In a science lab, robots carry out scientific experiments at lightning speed. Thanks to artificial intelligence, they are able to carry out up to 10,000 experiments a day that could revolutionize research in fields such as medicine, agriculture and environmental sciences.
The artificial intelligence platform, called BacterAI, was developed by a team of researchers from the University of Michigan in the United States. It determined the metabolism of two microbes associated with oral health without initial information. Bacteria use combinations of the 20 essential amino acids, but each species needs specific nutrients to grow. The team wanted to know which amino acids are needed by beneficial microbes in our mouths to help them grow.
The challenge was to find the combination of amino acids that the bacteria preferred. These 20 amino acids create more than a million possible combinations. However, BacterAI managed to discover the amino acid requirements for the growth of two bacteria: Streptococcus gordonii and Streptococcus sanguinis. BacterAI tested hundreds of amino acid combinations daily and adjusted its combinations each morning based on the previous day’s results. In just nine days, it provided accurate predictions 90% of the time.

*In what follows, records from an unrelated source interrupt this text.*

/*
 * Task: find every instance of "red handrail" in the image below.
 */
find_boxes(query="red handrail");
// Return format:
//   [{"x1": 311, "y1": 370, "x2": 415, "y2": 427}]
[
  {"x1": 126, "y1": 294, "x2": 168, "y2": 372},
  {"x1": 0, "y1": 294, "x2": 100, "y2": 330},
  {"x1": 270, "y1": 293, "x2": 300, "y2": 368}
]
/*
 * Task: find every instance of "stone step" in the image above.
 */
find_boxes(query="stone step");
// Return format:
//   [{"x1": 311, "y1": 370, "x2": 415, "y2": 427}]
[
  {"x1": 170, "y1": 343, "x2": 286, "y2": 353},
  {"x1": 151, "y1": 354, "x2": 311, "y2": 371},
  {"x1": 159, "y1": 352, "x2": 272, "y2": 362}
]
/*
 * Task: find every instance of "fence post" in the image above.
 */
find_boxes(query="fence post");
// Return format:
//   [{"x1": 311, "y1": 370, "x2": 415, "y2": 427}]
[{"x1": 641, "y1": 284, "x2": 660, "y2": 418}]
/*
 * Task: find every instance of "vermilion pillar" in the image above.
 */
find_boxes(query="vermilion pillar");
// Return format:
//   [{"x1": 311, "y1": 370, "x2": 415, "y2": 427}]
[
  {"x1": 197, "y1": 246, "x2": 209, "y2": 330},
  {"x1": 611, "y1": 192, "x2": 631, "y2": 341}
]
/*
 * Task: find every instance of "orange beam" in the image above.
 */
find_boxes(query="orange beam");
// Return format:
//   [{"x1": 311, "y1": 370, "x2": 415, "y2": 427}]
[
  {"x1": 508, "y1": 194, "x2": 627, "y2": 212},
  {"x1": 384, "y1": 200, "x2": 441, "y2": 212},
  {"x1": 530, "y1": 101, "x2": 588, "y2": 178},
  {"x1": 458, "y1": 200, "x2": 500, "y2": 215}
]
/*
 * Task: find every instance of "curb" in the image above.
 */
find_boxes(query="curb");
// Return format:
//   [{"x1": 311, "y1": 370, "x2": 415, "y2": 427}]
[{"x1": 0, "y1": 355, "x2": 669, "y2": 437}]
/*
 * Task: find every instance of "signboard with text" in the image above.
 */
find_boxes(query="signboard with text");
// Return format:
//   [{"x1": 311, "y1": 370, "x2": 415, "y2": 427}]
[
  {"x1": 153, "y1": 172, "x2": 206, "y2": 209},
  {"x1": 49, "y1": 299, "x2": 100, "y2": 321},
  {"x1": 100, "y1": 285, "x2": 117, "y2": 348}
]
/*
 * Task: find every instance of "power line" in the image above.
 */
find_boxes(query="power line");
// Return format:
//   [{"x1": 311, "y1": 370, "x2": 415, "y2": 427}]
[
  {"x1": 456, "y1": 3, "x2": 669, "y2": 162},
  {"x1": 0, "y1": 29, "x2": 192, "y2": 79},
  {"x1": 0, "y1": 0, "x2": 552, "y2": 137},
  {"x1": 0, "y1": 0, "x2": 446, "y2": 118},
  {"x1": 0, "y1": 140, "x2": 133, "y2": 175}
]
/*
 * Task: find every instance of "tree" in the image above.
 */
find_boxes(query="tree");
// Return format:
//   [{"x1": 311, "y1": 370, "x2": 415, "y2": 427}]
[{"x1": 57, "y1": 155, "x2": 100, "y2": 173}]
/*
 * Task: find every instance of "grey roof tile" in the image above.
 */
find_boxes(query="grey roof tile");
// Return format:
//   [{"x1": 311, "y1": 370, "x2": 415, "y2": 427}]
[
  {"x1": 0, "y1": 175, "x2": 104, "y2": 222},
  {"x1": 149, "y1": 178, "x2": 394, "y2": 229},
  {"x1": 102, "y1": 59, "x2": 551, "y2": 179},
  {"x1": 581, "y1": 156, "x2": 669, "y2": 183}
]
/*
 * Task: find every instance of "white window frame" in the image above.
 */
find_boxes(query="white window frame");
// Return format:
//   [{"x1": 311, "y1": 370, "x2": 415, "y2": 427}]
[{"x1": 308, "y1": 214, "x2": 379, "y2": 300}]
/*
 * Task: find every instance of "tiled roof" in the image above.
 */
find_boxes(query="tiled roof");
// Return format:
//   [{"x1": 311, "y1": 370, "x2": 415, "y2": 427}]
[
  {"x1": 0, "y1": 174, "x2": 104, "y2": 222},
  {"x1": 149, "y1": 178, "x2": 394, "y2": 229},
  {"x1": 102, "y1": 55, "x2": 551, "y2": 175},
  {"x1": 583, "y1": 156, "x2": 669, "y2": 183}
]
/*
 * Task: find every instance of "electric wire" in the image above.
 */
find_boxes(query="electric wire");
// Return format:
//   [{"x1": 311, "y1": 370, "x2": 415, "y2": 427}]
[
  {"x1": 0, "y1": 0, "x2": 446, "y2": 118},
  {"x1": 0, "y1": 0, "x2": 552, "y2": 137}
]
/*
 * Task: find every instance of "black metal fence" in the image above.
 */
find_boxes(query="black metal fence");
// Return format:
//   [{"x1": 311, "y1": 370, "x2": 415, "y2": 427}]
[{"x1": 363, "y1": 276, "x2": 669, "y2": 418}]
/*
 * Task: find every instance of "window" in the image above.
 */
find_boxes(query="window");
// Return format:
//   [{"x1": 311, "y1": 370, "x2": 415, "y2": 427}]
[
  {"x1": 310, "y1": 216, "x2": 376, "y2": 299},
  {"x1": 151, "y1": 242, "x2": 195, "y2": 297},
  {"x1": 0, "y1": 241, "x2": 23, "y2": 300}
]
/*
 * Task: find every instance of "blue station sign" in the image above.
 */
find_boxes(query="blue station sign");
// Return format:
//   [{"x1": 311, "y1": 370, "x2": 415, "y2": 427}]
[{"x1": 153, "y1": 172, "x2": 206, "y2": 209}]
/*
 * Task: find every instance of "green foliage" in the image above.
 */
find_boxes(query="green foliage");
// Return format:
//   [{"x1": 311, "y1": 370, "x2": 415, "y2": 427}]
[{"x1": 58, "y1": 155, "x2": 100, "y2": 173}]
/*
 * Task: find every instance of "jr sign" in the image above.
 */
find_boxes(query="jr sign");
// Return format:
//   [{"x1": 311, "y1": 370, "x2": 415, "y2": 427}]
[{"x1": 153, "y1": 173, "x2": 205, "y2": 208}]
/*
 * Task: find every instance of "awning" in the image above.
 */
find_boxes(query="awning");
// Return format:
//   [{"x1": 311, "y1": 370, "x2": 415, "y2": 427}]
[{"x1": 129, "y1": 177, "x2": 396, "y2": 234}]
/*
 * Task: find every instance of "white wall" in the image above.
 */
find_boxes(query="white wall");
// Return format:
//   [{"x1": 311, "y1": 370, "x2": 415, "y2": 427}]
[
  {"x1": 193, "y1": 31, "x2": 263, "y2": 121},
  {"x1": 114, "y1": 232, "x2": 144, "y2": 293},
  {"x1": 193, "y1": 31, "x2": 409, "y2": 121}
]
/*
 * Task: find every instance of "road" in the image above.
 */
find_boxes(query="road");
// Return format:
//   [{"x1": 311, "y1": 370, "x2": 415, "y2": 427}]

Unlike traditional approaches that use labeled datasets for a machine learning model, BacterAI creates its own dataset through a series of experiments. By analyzing the results of previous experiments, she makes predictions about which new experiments could give her the most information. With less than 4,000 experiments, she discovered most of the rules for feeding bacteria.
About 90% of these bacteria are poorly understood, and the investment of time and resources to obtain basic scientific information about them using traditional methods is indeed enormous. Automated experimentation can dramatically accelerate these discoveries. In a single day, the team performed up to 10,000 experiments.